The Duterte administration will no longer push for the construction of the Laiban Dam in Tanay, Rizal, which is expected to displace thousands of residents in the area.
Metropolitan Waterworks and Sewerage System (MWSS) Administrator Reynaldo Velasco said the construction of Laiban will displace some 4,800 families. In contrast, Velasco said the construction of Kaliwa Dam will displace only 46 families.
“Laiban is out insofar as this administration is concerned because of the social engineering nightmare that we’ll encounter in resettling 4,800 families. Almost impossible. That is why we have removed it from our midterm program,” Velasco said.
In 2010, MWSS terminated its joint venture talks with San Miguel for the proposed development of Laiban Dam.
The long-proposed Laiban Dam was only revived in 2017 through the proposed New Centennial Water Source Project, which also involves the construction of Kaliwa Dam to downstream to maximize water supply and to ensure short- and long-term supply for Metro Manila and its adjoining areas.
Aside from the Kaliwa Dam, which has a capacity of 600 million liters per day (MLD), Velasco said the MWSS is now more keen on putting up Kanan Dam, which has a bigger capacity of 3,000 MLD compared to Laiban’s 1,800 MLD.

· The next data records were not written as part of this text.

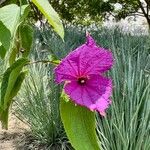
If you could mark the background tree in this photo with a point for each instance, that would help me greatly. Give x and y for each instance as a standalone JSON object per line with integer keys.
{"x": 84, "y": 11}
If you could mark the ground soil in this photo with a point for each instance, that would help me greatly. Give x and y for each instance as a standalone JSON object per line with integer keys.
{"x": 15, "y": 137}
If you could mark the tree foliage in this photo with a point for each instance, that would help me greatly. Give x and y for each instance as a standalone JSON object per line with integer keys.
{"x": 84, "y": 11}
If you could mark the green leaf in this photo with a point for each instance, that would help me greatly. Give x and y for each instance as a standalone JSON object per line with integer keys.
{"x": 18, "y": 84}
{"x": 11, "y": 84}
{"x": 9, "y": 15}
{"x": 9, "y": 79}
{"x": 10, "y": 18}
{"x": 25, "y": 9}
{"x": 26, "y": 37}
{"x": 79, "y": 124}
{"x": 12, "y": 56}
{"x": 2, "y": 51}
{"x": 51, "y": 15}
{"x": 5, "y": 37}
{"x": 5, "y": 113}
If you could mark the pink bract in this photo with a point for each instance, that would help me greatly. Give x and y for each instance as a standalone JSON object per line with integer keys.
{"x": 82, "y": 71}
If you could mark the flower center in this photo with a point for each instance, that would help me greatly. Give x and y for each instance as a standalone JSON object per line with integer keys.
{"x": 82, "y": 80}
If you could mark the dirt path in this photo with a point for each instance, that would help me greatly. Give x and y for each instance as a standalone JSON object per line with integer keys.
{"x": 14, "y": 137}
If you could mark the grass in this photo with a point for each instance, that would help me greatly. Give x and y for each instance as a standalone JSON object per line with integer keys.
{"x": 127, "y": 124}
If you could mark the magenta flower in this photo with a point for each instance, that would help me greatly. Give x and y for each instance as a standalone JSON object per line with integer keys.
{"x": 82, "y": 72}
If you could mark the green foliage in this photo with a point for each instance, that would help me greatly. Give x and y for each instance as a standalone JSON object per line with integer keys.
{"x": 51, "y": 15}
{"x": 26, "y": 38}
{"x": 10, "y": 17}
{"x": 37, "y": 104}
{"x": 79, "y": 124}
{"x": 127, "y": 120}
{"x": 4, "y": 39}
{"x": 11, "y": 83}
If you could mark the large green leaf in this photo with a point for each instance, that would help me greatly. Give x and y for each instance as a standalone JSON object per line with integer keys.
{"x": 10, "y": 18}
{"x": 9, "y": 15}
{"x": 79, "y": 124}
{"x": 51, "y": 15}
{"x": 26, "y": 37}
{"x": 5, "y": 36}
{"x": 11, "y": 84}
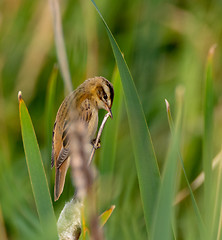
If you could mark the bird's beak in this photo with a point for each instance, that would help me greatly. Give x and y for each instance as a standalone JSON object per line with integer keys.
{"x": 109, "y": 111}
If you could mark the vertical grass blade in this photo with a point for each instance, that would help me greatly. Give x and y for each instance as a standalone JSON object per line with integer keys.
{"x": 49, "y": 111}
{"x": 36, "y": 171}
{"x": 208, "y": 140}
{"x": 60, "y": 45}
{"x": 162, "y": 227}
{"x": 195, "y": 206}
{"x": 109, "y": 137}
{"x": 146, "y": 164}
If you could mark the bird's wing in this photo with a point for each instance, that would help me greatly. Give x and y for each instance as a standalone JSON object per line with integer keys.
{"x": 64, "y": 152}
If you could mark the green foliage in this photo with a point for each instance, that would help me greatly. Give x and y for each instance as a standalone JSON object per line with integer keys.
{"x": 36, "y": 172}
{"x": 165, "y": 44}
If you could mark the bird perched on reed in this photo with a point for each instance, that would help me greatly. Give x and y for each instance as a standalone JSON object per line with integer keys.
{"x": 93, "y": 94}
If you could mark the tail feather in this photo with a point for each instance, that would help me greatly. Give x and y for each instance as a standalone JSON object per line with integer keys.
{"x": 60, "y": 175}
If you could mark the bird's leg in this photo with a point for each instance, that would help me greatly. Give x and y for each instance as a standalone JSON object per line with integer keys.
{"x": 98, "y": 144}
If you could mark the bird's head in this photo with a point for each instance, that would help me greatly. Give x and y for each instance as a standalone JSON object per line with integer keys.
{"x": 104, "y": 94}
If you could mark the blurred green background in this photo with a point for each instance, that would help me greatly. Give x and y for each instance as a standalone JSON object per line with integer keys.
{"x": 165, "y": 44}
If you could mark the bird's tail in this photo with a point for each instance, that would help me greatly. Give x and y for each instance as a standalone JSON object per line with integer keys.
{"x": 60, "y": 175}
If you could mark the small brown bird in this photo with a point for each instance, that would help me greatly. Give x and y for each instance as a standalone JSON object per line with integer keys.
{"x": 93, "y": 94}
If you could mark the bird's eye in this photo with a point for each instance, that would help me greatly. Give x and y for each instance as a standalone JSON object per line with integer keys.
{"x": 105, "y": 97}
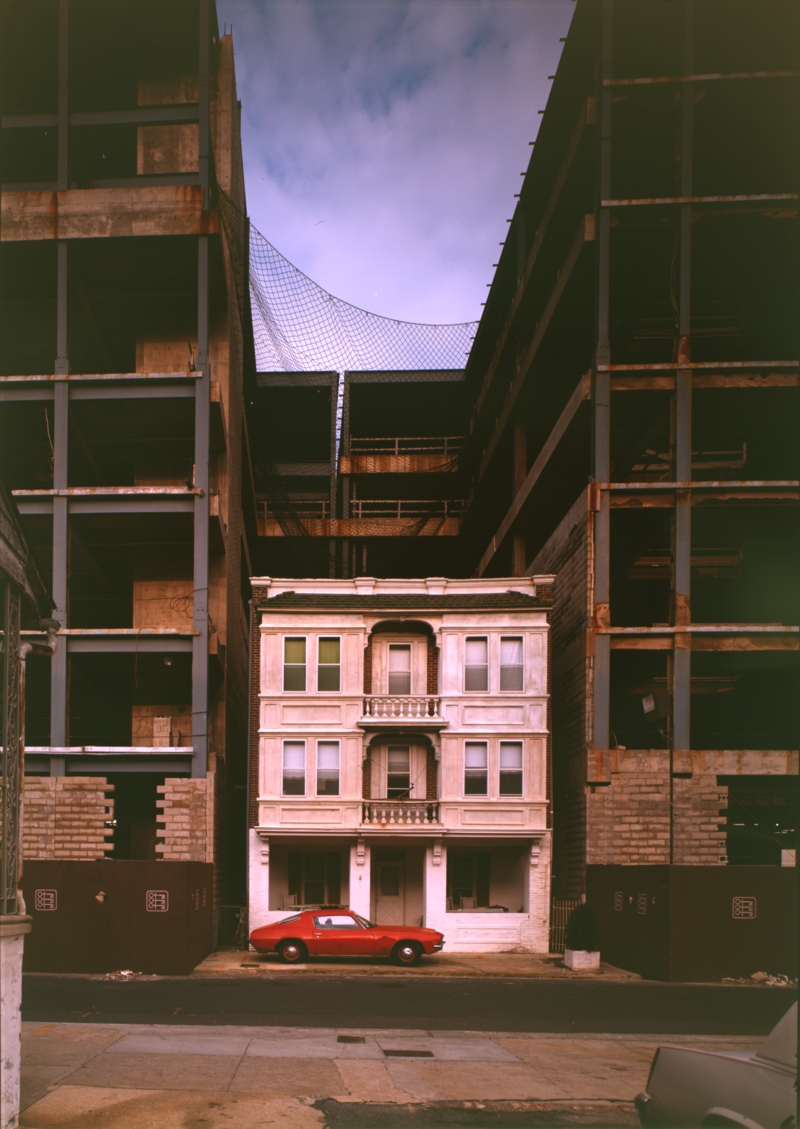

Velasco reiterated that Manila Water will also sign a joint venture agreement with ports tycoon Enrique K. Razon Jr. for the construction of a new dam, saying this will have a capacity of 500 MLD.
Besides Razon, Velasco said the joint venture will include San Lorenzo Ruiz Water Development Corp. of businessman Oscar Violago.
He said MWSS is now looking at other possible sources of water: the 500-MLD rehabilitation of Wawa Dam; 800-MLD unutilized water project from Angat-Norzagaray; 350-MLD Bayabas Dam; and the 188-MLD Sumag River Diversion Project.
Velasco disclosed plans to build tunnels and aqueducts from Ipo Dam to Bigte Norzagaray and from Bigte to La Mesa Dam.
Velasco also belied reports that the Chinese-funded Kaliwa Dam is more expensive than the Kaliwa Intake Weir Project proposed by a Japanese firm.
Osaka-based Global Utility Development Corporation Ltd. (GUDC) President Toshikazu Nomura earlier said their Kaliwa Intake Weir Project will be a “cheaper” and “more environment-friendly” alternative to the $800-million Kaliwa Dam project.
Velasco said the Kaliwa Dam only costs around $240 million as opposed to the Kaliwa Intake Weir Project, which costs $410 million.